McMaster declined to name those to whom he was referring.

He added that a third group of advisers to Trump “cast themselves in the role of saving the country, even the world, from the president.” “I think those latter two categories of people are actually a danger to the Constitution of the United States,” McMaster said.

McMaster exited the White House in April 2018 after serving for a little more than a year in the role John BoltonJohn BoltonHillicon Valley: Zuckerberg to meet with lawmakers | Big tech defends efforts against online extremism | Trump attends secretive Silicon Valley fundraiser | Omar urges Twitter to take action against Trump tweet Overnight Defense: Trump says he has 'many options' on Iran | Hostage negotiator chosen for national security adviser | Senate Dems block funding bill | Documents show Pentagon spent at least 4K at Trump's Scotland resort Bolton blasts Trump's foreign policy in closed-door meeting: report MORE now occupies. McMaster did not mention Bolton in his remarks.

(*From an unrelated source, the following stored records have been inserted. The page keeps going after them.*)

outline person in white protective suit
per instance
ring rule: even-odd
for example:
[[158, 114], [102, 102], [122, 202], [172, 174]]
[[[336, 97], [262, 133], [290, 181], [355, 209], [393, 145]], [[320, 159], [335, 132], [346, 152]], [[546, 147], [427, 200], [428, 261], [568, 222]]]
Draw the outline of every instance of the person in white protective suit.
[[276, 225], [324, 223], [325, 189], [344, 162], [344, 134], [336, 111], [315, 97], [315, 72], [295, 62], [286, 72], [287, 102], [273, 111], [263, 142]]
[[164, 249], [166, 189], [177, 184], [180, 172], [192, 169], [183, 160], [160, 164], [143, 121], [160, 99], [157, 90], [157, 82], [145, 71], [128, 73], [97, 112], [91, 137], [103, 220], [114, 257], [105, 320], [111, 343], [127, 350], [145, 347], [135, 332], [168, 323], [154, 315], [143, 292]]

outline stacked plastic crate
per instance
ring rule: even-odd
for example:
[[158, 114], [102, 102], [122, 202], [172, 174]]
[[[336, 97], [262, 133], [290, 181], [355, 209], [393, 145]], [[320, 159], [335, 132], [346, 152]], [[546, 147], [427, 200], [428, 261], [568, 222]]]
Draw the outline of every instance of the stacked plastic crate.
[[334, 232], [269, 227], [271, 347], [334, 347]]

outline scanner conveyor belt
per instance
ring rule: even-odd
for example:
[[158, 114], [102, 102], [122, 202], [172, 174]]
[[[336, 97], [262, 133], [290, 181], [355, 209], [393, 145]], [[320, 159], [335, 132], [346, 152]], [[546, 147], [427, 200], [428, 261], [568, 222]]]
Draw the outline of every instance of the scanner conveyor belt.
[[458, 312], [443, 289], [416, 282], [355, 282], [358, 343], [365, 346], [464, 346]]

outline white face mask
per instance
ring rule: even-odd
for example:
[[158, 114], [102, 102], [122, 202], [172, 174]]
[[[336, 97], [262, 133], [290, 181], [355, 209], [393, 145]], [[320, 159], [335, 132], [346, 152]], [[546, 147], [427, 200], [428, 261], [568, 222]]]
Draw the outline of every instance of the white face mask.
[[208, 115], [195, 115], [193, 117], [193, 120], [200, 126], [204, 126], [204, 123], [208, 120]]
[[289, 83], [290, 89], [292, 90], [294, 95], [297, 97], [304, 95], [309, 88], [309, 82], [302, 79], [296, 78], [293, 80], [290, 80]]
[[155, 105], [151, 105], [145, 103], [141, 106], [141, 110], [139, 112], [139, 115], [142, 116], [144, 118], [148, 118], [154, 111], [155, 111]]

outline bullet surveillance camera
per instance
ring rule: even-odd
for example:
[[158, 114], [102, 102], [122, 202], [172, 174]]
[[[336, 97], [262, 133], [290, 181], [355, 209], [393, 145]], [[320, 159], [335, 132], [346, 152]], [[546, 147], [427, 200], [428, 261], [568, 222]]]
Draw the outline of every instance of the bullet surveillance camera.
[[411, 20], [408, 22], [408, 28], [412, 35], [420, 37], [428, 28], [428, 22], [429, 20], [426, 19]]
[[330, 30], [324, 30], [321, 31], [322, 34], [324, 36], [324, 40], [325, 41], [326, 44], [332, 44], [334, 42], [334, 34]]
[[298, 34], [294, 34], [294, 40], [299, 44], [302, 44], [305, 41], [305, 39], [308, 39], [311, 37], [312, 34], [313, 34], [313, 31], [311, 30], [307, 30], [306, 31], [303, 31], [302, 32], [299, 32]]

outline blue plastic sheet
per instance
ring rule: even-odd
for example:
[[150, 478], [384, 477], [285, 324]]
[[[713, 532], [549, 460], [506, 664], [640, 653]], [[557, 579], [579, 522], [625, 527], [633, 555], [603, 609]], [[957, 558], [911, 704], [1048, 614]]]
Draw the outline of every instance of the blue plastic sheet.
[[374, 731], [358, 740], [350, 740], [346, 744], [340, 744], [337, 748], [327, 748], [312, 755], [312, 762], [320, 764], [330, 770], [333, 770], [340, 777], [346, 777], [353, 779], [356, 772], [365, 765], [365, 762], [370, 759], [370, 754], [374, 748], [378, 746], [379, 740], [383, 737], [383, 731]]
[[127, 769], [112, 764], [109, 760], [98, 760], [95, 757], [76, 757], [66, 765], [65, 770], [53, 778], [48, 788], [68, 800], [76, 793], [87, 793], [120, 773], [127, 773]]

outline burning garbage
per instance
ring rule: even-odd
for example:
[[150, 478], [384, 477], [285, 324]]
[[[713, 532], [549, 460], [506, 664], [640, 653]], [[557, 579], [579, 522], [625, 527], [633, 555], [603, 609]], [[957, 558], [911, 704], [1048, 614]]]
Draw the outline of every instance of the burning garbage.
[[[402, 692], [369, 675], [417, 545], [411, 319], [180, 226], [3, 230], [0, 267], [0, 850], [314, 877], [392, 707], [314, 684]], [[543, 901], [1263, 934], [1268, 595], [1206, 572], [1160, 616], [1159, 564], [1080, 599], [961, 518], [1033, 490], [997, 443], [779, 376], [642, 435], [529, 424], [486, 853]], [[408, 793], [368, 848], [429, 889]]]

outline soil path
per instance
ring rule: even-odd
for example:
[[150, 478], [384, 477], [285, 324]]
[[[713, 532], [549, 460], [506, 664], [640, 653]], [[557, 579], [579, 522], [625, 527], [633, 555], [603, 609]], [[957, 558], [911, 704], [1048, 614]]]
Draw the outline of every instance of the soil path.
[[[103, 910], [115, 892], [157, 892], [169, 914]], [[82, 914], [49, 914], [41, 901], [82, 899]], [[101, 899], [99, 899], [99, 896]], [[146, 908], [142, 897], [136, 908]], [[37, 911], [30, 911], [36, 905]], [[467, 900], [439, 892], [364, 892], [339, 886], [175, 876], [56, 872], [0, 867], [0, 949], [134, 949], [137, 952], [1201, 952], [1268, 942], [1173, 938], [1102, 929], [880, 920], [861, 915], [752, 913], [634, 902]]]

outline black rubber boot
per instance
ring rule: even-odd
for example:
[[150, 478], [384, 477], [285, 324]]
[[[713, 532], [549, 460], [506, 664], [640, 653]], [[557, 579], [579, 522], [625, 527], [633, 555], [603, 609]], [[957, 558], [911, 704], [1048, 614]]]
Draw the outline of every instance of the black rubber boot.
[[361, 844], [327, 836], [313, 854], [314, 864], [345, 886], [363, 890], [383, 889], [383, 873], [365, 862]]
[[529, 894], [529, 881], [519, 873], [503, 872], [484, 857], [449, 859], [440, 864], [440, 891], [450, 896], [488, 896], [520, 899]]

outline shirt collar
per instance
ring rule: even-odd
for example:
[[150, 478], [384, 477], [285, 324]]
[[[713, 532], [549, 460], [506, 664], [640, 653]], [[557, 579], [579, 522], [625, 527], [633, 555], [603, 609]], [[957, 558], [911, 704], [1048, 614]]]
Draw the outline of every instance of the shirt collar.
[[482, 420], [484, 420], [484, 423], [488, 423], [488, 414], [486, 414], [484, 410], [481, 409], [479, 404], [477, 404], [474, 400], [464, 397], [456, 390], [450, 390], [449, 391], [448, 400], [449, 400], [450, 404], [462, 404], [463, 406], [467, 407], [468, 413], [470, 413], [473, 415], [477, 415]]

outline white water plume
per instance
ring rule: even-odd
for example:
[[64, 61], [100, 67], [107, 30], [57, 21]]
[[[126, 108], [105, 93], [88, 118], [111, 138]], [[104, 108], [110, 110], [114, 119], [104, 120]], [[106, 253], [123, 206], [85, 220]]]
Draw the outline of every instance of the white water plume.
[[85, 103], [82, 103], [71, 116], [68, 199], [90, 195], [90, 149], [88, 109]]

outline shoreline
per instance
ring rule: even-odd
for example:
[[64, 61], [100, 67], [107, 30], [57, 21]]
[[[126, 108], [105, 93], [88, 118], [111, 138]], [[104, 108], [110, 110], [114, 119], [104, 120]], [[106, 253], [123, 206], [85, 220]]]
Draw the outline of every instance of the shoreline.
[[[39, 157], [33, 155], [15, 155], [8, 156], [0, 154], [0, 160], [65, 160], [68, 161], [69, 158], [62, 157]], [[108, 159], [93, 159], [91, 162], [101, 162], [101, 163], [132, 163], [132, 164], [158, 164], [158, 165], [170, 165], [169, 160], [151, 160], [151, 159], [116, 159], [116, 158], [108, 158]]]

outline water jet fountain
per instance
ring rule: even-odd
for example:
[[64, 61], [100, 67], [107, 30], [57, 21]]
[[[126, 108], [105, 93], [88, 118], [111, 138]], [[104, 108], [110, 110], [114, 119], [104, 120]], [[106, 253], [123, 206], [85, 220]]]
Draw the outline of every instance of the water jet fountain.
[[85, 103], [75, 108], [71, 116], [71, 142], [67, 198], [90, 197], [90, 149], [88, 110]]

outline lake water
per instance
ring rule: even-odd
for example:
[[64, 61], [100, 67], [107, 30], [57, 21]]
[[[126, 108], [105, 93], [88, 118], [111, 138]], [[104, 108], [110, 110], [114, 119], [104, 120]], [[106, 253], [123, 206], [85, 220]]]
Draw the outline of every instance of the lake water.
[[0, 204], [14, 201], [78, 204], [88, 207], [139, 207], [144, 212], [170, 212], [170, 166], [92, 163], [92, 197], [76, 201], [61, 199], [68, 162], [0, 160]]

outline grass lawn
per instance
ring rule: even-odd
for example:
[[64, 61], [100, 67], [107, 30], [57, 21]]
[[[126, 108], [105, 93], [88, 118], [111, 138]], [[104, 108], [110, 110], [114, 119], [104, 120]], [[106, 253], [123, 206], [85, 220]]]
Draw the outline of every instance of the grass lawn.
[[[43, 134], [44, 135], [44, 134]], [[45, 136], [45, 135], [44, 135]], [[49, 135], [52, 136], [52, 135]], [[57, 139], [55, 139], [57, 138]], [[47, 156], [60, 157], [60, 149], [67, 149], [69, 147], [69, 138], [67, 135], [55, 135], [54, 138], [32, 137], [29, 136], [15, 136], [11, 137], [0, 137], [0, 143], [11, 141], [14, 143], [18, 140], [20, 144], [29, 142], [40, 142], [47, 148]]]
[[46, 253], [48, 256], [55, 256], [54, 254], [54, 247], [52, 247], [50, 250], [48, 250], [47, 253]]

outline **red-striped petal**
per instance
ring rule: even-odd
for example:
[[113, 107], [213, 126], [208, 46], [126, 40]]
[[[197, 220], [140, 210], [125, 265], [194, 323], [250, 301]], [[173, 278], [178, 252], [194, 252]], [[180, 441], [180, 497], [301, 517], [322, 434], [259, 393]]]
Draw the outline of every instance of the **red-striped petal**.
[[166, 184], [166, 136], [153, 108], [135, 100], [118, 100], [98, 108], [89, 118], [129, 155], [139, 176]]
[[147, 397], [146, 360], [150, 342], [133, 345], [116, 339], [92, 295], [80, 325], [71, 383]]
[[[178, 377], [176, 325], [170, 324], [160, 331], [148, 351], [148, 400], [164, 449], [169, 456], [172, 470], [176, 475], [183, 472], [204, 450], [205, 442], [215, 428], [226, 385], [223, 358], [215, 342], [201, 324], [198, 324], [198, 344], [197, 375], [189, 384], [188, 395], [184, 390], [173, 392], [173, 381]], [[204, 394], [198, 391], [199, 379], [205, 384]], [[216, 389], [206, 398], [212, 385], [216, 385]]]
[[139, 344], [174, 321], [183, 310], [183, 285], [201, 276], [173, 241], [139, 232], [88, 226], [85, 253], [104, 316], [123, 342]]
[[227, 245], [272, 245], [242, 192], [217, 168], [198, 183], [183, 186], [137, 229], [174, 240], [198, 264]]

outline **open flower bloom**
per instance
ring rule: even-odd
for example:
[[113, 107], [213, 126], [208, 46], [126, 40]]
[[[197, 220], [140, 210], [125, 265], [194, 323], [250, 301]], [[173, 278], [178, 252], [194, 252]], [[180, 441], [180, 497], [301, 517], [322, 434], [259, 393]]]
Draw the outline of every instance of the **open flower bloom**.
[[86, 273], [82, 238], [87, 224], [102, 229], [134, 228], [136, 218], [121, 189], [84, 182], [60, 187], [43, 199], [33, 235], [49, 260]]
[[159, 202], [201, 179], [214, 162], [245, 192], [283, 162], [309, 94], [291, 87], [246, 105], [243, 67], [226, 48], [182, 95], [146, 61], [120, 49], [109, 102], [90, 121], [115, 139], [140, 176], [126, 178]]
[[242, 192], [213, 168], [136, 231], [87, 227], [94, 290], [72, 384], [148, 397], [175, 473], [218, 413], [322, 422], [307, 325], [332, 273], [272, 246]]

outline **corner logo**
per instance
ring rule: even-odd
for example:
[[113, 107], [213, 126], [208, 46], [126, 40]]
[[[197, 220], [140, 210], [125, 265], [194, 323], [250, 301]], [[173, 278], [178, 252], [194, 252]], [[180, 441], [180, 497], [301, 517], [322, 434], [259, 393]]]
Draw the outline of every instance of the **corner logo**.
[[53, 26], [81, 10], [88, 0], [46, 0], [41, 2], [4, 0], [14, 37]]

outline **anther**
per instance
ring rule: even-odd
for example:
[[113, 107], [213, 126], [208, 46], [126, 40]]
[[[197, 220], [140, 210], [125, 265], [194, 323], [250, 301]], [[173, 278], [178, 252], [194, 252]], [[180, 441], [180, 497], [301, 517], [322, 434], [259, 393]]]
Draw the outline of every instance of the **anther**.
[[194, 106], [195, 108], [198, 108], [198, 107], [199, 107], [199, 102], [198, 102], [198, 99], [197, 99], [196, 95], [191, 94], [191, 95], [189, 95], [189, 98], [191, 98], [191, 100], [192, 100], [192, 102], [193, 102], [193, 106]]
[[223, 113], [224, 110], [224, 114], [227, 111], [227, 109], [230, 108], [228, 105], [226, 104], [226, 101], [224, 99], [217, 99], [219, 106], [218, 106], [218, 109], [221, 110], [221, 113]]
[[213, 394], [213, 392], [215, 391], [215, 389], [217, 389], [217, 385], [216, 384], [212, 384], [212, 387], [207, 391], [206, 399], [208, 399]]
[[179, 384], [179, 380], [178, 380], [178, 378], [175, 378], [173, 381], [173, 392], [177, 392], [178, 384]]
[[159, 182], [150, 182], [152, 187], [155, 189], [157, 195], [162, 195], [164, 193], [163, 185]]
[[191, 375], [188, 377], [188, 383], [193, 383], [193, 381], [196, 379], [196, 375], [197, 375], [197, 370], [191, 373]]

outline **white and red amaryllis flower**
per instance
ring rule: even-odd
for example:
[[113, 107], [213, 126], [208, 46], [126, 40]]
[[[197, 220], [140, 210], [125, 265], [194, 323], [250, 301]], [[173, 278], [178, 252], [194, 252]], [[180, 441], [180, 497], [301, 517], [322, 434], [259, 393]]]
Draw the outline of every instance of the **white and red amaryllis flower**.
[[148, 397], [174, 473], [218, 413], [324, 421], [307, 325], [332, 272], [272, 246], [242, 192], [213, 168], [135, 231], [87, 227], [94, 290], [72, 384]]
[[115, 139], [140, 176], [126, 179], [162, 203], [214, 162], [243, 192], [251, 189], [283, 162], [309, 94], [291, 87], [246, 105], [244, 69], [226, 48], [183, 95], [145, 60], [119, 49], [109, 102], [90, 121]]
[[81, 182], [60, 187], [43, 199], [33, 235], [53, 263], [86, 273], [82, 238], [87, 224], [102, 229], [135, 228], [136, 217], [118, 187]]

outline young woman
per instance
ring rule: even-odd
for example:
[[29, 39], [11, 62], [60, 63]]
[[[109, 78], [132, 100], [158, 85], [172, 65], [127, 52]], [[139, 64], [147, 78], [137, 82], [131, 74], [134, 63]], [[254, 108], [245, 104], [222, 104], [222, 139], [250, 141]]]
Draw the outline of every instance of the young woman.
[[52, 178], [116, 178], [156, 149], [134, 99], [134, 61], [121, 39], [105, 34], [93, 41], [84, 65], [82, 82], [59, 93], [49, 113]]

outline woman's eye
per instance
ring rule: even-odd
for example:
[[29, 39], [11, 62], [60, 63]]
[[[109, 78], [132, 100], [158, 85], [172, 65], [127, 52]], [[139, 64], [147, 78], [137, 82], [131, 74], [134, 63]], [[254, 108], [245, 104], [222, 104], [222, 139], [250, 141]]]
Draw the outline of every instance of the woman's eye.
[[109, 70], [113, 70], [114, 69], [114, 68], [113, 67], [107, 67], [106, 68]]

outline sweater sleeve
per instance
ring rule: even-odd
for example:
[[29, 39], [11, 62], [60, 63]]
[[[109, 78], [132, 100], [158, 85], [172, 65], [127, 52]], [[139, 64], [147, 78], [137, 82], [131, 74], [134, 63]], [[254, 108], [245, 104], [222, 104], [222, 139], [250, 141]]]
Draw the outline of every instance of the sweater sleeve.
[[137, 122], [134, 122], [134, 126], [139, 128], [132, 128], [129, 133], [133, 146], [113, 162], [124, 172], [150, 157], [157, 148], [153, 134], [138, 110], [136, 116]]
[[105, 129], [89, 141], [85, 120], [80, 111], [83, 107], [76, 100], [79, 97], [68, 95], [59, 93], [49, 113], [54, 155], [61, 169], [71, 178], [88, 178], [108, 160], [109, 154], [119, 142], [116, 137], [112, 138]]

The retired three-star Army lieutenant general appeared to exit Trump's administration on good terms, though Trump had reportedly voiced displeasure with McMaster’s lengthy foreign policy briefings. Politico noted that McMaster's comments Wednesday marked a rare public disclosure of his struggles working in the Trump administration.

McMaster took over the position as top national security adviser to Trump after his predecessor, Michael Flynn, was fired for lying to Vice President Pence and other senior officials about his conversations with Russia's ambassador to the U.S.